Page 1 of 1

Vessel and contract tracker

Posted: Wed 13 Oct 13 2010 8:15 am
by Daniel Wee
Ports info now in MySQL.

I'll have to see about a method to get the MSI number if available instead of IMO. Vessel dimensions may be available in e-mail so this could mean that there is no need to maintain a full vessels database.

Fetchmail is pulling the mail off the aggregator and the parser seems to be extracting the headers and body correctly for the moment. May need to see what the actual mail encoding looks like for further parsing. I also need to configure fetchmail to delete downloaded mail and for the parser to delete processed admin file.


Re: Vessel and contract tracker

Posted: Fri 15 Oct 15 2010 9:55 pm
by Daniel Wee
I think to parse these mails we will need a multi-state tracker, in that we can track multiple subjects and know when the subject has changed.

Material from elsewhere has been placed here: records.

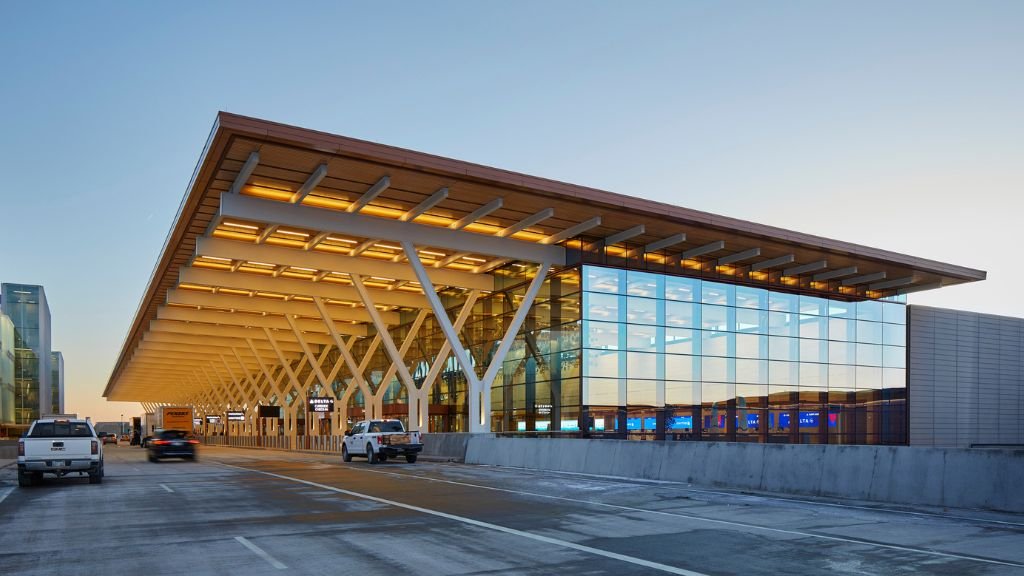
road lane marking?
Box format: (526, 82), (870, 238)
(350, 468), (1024, 568)
(234, 536), (288, 570)
(220, 463), (709, 576)
(497, 464), (1024, 527)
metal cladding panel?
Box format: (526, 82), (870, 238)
(907, 305), (1024, 447)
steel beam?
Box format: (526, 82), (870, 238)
(751, 254), (797, 272)
(782, 260), (828, 276)
(289, 164), (327, 204)
(604, 224), (646, 246)
(682, 240), (725, 260)
(229, 151), (259, 196)
(842, 272), (886, 286)
(196, 238), (495, 291)
(811, 266), (857, 282)
(220, 195), (565, 264)
(718, 248), (761, 266)
(178, 266), (427, 308)
(643, 233), (686, 252)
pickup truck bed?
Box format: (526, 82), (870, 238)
(17, 419), (103, 486)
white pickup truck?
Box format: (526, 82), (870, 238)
(17, 418), (103, 486)
(341, 420), (423, 464)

It also needs to be able to recognize different keywords or formats, such as port names, ship names, date formats, units and so on. There are a variety of delimiting styles so we need to provide for that as well. There are also a lot of abbreviations used which needs to be identified.

For countries, we will need a country list with a number of abbreviations.

For ships, we may need to check against the vessel tracker to see if such a ship exists and if so, extract pertinent information and the IMO and MMSI in particular.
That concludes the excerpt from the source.